Reis Magos fort, surrounded by sturdy laterite walls studded with typically Portuguese turrets was erected in 1551 to protect the narrowest point at the mouth of the Mandovi estuary. The fort formerly accommodated viceroys and other dignitaries newly arrived from, or en route to, Lisbon, and in the early eighteenth century proved a linchpin in the wars against the Hindu Marathas, who were never able to take it. The bastion was used as a prison and is not open to the public.
It is situated on the southeastern extremity of the tableland on the right bank of the Mandovi, in the province of Bardez, about two miles to the northeast of Fort Aguada.
It was enlarged subsequently on different occasions, and finally re-erected in 1707.
Though far inferior in size to the fortress of Mormugao, yet standing on an eminence, it commands, a splendid view all around.
It is in a good state of preservation, and is defended by 33 guns and accommodation for a small garrison.

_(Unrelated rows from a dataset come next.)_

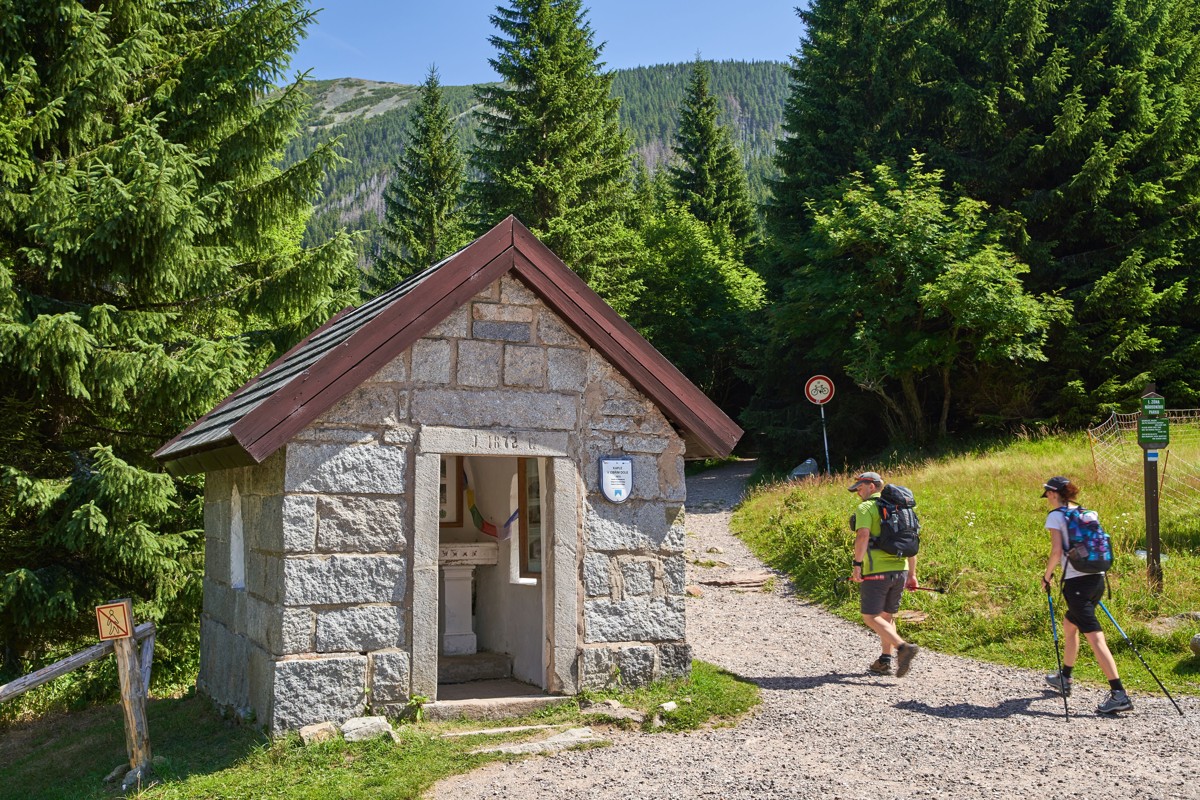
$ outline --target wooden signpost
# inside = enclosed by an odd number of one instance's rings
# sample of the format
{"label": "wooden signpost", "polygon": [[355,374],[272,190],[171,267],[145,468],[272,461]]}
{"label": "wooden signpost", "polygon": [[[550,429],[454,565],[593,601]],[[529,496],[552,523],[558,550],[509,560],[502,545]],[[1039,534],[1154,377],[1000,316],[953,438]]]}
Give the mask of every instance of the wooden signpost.
{"label": "wooden signpost", "polygon": [[1150,588],[1162,591],[1162,559],[1158,536],[1158,451],[1171,443],[1166,400],[1154,391],[1154,384],[1142,395],[1142,415],[1138,418],[1138,445],[1142,448],[1142,480],[1146,507],[1146,577]]}
{"label": "wooden signpost", "polygon": [[133,637],[133,602],[118,600],[96,606],[96,624],[101,641],[112,641],[117,657],[117,677],[121,682],[121,708],[125,713],[125,749],[129,752],[129,772],[122,785],[144,783],[150,774],[150,729],[146,724],[146,687],[138,666],[137,645]]}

Towards the east, at a little distance from it, flows a spring with abundance of excellent water, while at its base rises the church of the Reis Magos, ascended by a beautiful flight of stairs.
This edifice was built on the ruins of a pagoda in 1550 by the Franciscans, with the sum allotted to them by the Government, and bears a crown on its façade, and the royal arms on its sanctuary and other places.
The pavement is dotted with inscriptions, the most important of which, found in the sanctuary, indicated the spot enclosing the remains of Dom Luis de Ataíde, Count of Athoughia, who twice held the position of Viceroy of Portuguese India and Goa.
This Fort stands on the north bank of the Mandovi at Reis Magos, and is very much visible from the Panaji side of the Mandovi river. It was used as a residence for viceroys and later converted to a fortress. It was occupied briefly from 1798 – 1813 by the British army. It was subsequently abandoned by the military and served as a prison until recently.